Hrmm, that’s weird, I have none of those for both repair up and down.
You get 3 projects of 50GB each both storage and egress. But if you still have your old account you may have had the 1TB project. I still have one of those. Keep in mind though that the free limit on the account total is still 150GB for both storage and bandwidth. But that should be plenty to test with.
There used to be a page where we could check stats from similar tests Storj did themselves. But last time I saw that was before the production launch. I have no idea whether these stats still exist somewhere.
I’m not entirely sure what’s going on. I guess it’s possible there are two separate explanations of why repair and normal transfers are slow on your node at that time, but that sounds unlikely.
I think the main issue is not that the uploads are slow. My node was overloaded so it was slow. The main issue is that somebody appears to have waited 10 minutes or longer for the upload to complete and my node was “one of the faster ones” and was not canceled.
Yeah, I get that, but if that were the case I would expect a flood of complaints. I think that is still more likely to be because the customer end was slow as well. Did you also see a lot of cancelled transfers during that time?
Over the two hour period (excluding repairs and audits):
“uploaded” 10025
“upload canceled” 81
“downloaded” 1088
“download canceled” 65
So, not a lot of cancels. Average times:
successful upload time: 514 seconds,
canceled upload: 431 seconds,
successful download: 154 seconds
canceled download: 315 seconds
At some point there were 3896 uploads at the same time.
This looks very strange to me. The way uploads are distributed to the nodes should mean that lots of nodes got very similar number of uploads per second (unless there is a way to choose “preferred nodes” and hammer only them, leaving everyone else idle, but I do not think that there is).
The fact that uploads were taking minutes for tiny files and still completing is also strange. To me this would indicate that lots of other nodes were slow (overloaded) as well. This also means that there uploads were actual customer traffic and not some kind of DoS attack (though the customer may have been trying to DoS the network, he appears to have been doing so using normal upload procedure).

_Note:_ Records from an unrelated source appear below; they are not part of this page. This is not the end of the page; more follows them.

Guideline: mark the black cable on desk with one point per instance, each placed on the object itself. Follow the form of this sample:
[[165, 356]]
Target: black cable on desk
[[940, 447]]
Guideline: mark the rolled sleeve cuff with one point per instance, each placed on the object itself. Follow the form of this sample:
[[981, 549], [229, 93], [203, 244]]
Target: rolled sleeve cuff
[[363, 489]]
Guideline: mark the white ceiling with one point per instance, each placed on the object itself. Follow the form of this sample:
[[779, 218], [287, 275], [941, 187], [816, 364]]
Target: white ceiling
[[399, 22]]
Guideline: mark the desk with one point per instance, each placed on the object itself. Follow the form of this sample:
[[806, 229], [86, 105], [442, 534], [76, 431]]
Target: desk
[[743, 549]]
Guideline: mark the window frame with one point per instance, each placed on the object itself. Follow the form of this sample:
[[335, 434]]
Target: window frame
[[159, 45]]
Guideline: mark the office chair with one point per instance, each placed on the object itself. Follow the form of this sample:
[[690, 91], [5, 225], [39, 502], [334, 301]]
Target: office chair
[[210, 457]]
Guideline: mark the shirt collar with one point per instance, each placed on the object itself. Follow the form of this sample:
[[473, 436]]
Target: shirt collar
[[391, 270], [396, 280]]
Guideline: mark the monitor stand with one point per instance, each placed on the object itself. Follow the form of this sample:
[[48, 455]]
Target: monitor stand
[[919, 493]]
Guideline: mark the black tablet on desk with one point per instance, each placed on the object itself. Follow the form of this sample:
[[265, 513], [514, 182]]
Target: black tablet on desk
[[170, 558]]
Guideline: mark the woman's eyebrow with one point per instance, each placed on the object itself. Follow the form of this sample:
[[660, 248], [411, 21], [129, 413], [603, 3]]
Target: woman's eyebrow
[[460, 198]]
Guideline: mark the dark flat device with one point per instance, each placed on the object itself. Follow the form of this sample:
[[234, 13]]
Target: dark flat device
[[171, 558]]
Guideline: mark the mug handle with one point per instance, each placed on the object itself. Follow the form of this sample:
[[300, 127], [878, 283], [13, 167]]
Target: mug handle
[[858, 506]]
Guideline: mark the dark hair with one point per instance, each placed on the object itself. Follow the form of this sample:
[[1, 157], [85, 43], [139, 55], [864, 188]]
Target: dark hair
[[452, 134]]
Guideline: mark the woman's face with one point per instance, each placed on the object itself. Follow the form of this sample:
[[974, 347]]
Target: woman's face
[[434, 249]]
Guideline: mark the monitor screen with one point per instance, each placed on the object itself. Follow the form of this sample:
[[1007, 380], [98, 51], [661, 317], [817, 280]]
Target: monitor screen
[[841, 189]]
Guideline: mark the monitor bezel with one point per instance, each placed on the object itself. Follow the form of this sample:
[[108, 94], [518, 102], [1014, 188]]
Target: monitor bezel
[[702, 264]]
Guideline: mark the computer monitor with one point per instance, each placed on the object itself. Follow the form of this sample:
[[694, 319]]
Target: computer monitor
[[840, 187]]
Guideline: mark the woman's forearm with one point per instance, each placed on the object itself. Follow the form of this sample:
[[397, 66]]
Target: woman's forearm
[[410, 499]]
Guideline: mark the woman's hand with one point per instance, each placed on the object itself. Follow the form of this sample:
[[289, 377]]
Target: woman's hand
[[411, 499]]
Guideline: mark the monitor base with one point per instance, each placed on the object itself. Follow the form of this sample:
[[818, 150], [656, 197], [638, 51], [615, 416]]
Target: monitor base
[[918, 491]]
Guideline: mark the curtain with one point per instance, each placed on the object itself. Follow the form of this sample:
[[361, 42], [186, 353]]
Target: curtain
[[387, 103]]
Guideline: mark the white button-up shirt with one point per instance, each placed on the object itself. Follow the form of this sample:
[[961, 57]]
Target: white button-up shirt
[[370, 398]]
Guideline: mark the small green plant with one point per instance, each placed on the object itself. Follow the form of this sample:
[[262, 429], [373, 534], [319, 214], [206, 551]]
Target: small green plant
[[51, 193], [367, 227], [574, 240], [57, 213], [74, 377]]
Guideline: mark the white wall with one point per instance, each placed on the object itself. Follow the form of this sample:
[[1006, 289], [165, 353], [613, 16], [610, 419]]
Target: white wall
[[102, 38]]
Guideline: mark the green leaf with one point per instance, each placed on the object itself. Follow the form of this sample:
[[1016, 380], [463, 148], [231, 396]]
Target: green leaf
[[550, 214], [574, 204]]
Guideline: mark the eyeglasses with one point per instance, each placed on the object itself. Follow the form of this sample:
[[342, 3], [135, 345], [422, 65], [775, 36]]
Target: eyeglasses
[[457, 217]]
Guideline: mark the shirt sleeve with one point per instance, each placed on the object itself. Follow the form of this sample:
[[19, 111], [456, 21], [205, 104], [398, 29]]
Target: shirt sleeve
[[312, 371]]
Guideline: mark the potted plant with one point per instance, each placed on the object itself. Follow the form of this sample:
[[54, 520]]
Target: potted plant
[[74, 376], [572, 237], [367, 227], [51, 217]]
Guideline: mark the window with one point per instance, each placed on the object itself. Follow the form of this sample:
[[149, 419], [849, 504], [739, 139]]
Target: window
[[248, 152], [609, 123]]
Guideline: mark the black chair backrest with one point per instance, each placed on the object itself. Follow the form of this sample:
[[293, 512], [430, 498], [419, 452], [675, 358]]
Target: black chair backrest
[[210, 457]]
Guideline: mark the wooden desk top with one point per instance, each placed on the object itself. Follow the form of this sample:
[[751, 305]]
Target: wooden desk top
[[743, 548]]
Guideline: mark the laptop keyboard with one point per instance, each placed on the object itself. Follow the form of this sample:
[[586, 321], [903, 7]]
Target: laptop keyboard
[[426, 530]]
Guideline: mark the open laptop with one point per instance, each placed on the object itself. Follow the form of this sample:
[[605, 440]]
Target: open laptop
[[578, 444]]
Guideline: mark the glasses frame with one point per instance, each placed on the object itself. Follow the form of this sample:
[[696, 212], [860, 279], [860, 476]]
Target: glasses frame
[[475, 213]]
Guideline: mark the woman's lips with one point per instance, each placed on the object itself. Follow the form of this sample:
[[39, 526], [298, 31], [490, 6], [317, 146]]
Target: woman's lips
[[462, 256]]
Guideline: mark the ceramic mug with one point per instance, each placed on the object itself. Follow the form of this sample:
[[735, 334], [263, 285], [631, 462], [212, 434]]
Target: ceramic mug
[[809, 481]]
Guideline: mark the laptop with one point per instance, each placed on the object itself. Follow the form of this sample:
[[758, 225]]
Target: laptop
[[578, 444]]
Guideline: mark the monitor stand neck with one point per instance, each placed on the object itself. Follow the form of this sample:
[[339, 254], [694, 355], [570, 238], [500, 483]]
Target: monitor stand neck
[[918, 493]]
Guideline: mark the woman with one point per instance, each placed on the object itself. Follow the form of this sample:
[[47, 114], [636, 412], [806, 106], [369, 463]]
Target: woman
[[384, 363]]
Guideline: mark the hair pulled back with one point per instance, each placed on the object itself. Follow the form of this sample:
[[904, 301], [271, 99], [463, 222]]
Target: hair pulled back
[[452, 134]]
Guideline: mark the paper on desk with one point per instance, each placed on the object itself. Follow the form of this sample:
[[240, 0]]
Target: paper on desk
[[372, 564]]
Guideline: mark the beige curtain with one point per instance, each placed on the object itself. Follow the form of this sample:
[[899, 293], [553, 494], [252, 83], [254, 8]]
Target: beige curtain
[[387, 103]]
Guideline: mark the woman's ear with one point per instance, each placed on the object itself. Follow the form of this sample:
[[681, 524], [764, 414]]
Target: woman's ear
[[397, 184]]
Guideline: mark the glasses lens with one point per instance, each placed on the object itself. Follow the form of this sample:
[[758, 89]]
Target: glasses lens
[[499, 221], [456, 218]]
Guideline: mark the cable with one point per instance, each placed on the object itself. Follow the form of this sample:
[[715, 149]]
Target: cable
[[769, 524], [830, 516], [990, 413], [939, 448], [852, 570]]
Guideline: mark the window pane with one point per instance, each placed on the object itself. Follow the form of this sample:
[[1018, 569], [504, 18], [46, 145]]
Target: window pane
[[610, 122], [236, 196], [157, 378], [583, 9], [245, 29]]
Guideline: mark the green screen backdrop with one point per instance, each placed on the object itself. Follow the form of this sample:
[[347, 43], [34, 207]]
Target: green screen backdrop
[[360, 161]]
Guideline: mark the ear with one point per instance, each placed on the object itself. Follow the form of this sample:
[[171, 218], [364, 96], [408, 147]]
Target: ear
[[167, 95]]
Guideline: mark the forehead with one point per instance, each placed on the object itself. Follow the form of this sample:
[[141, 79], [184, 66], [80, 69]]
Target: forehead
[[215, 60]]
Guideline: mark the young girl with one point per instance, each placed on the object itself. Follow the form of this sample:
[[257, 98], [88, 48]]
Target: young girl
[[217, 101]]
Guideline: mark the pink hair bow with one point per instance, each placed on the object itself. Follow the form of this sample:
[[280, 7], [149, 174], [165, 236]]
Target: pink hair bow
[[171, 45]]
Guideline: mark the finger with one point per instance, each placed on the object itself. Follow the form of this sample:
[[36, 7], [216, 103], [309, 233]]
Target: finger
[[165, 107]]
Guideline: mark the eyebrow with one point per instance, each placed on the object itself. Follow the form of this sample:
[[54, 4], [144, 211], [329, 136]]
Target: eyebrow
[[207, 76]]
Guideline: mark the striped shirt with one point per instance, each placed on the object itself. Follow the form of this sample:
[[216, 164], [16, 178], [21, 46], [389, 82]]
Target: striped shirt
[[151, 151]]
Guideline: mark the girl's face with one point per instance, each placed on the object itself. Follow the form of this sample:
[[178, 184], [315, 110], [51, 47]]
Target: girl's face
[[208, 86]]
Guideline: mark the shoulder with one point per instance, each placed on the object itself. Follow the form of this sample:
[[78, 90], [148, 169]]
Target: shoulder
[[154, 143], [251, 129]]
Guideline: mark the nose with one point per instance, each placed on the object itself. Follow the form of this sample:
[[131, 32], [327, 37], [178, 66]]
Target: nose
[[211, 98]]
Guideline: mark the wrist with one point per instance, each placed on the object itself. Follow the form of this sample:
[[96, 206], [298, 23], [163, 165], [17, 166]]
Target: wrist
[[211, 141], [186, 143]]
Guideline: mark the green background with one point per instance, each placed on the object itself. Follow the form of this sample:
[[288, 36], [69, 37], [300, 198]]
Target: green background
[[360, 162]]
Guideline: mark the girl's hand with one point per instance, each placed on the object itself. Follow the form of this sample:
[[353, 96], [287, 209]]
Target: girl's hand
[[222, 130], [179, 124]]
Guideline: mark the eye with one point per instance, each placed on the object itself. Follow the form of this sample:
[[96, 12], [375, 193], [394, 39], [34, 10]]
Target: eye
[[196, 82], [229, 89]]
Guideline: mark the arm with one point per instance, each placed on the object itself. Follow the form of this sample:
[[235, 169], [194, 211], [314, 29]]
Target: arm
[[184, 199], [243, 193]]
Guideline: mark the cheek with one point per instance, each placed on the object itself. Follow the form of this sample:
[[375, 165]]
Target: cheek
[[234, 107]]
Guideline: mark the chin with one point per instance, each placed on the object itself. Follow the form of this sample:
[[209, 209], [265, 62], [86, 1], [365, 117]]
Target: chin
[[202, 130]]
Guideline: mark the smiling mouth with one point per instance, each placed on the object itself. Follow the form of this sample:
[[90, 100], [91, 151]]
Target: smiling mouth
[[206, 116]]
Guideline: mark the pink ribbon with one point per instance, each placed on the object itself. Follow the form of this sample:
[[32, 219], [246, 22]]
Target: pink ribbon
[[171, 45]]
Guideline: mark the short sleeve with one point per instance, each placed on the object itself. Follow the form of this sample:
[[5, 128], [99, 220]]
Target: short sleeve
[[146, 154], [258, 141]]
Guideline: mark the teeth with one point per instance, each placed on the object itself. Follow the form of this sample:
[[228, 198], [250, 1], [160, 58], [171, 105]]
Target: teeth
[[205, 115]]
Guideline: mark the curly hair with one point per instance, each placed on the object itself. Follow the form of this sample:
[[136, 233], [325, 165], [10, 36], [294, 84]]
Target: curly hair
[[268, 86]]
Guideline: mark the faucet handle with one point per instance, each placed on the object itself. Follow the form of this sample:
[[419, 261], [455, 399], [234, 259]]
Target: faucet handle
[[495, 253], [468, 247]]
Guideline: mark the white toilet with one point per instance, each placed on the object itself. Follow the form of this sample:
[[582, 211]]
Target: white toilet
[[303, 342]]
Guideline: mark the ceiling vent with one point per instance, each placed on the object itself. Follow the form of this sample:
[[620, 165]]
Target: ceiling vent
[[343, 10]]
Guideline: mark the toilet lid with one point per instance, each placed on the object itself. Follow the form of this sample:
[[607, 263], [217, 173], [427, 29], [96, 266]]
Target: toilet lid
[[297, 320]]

During that time, uploads from multiple satellites were just as slow. All of the slow uploads could have been coming from the same customer, but this is not very likely - why would a customer use multiple accounts on different satellites at the same time and how did he get an account on “saltlake” which, to my knowledge, is a testing satellite?
i’ve seen something similar when i stall my pool dead with io, then there will be a point where i just get upload and downloads started, but almost no completed or none at all…
then when the system wakes back up, it will rapidly go through all of them.
haven’t really figured out why it happened, seems to maybe having been related to my arc min setting, which was like the default of 16MB or something and then it would flush the entire arc at one time which would lead to a near stall condition under already heavy load.
can’t say i track the up and downloads this way, so i got no idea about how many i get concurrent, you can give it a max… i’ve been thinking of doing that, but seems like i finally got everything back to an acceptable state.
i do know i have seen hundreds of started at one time over just 2 minutes in the logs… so its certainly possible, while my pool was stalled out… so thats a rough hole to dig out off…
So I’ve looked back at my log during the same time and all pieces finished quickly as normal. So I can’t really explain what happened. I doubt my setup is that much faster than yours. (Though I guess I do have SSD write cache)
Will the complete successfully though?
If so, I’d say it’s possible that the transfer actually finished a long time ago, but something is delaying the log write.
yeah it can be stalled for much longer than i would have thought… alexey mentioned an upload can wait up to like 30 minutes but maybe i misunderstood something there…
it will also ofc cancel or fail some of them, but it can like have hiccups where it basically doesn’t fail… just sort of stalls dead and then a few minutes later catchs up by just succeeding most of them… i can’t say all because i haven’t tracked them individually…
it also creates … obviously super high bandwidth spikes, because all of them is basically processed at one time.
But normally long tail cancellation would take care of cancelling the slowest transfers. If something like that happens you would expect all of them to be cancelled or error out.
I’ve had a suspicion for a while that a lot of cancelled transfers actually end up being logged as successful. Quite a while ago now when they changed how things were logged we all saw success rates jump to near perfect. Almost all SNOs who’ve reported these numbers show around 99% success. But we know that 10/39 downloads are cancelled and 30/110 uploads are. We should all be seeing much lower percentages than we are seeing. Maybe these are incorrectly logged as successful?
@Pentium100: Can you look up some of the pieces mentioned in the logs? Are they actually on your disks? Are they in trash? (you may need to wait until garbage collection is triggered for the corresponding satellite though)
that’s interesting, i’m still being troubled by semi random shutdowns, out of memory seems to occur every approximately 4 days in some cases.
but have been running with less than 1GB of RAM for those nodes… so maybe garbage collection simply uses more RAM, i can see on my main node it seems to spike at about 1.5GB for a short period before dropping back down.
going to try upping the allowed memory usage.
checked the docs system requirements, but doesn’t seem to mention RAM.
i do seem to remember it being 1GB but might be confusing that with cores.